Left: Fridman in pinstripes, notched lapels and shoulder pads, November 2008, with then-President Medvedev, following the Kremlin’s decision to give Fridman’s Vimpelcom a $2 billion rescue from Deutsche Bank foreclosure.   Right: Sergei Pugachev in pinstripes and peaked lapels in London in 2011, where he was on the run from Russian charges of stealing $1 billion from the Central Bank. He then fled to France to avoid a British jail sentence. Click for this story.

Between them, Nutter and Sexton  introduced many innovations in shape, cut and pattern which had not been worn together before. The curved lapels extending almost to the sleeve seam were the novelty which other tailor designers immediately acknowledged as extraordinary. In costume museums they continue to distinguish the Nutter style; for more on  the politics of Russian lapels, read this. These lapels also dictated sharp tapering at the waist, and frocking below the waist.  It was still possible to work wearing such a Nutters coat, although in winter the overcoat in this design was too open at the chest unless the sun was shining. Impossible in Moscow; equally impossible as a man’s body aged.   

In the early Nutters suits, the trousers were too tight to allow side pockets, and if sat in for desk work, even the best woollen cloth quickly became threadbare;  the silks and corduroys started to shine like an Italian gangster. In the later Nutters style, pleats and creases were added for bankers and lawyers to work in, if not sit at desks.  

Unmatched, contrasting patterns of cloth (right) were another Nutters innovation.
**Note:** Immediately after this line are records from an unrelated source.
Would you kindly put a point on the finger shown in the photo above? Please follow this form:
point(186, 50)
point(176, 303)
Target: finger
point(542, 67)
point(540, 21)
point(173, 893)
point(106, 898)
Braiding around the coat edges and pocket flaps was a revival from 19th century military costumes; the thigh or knee-length frock coat a revival of that century’s civilian dress.

These were costumes to show off the wearer, which is why they appealed to performers on the stage. The only Russian who came close was also a stage performer, the Soviet-era poet Yevgeny Yevtushenko. The stage protected his taste in contrastive display from proletarian envy; then he departed to live in Oklahoma.  


Left, Yevgeny Yevtushenko arriving in London, April 1962; right, Yevtushenko, in the US, 2016.  

Russian winter, the snow in the air and slush on the ground, have also defeated the adoption of Nutters style in Moscow. His overcoats were too close-fitting to allow fur linings. His trouser cuffs were cut to the heel of the shoe, not to the throat line, and so were bound to become unwearably dirty if trod through the streets. Suitable galoshes were not invented for Russians by London shoemakers until 2015. 

Power projection in Russia doesn’t permit the expensively shod foot to touch the ground unless it’s been swept clean first. For the time being galoshes are for workers.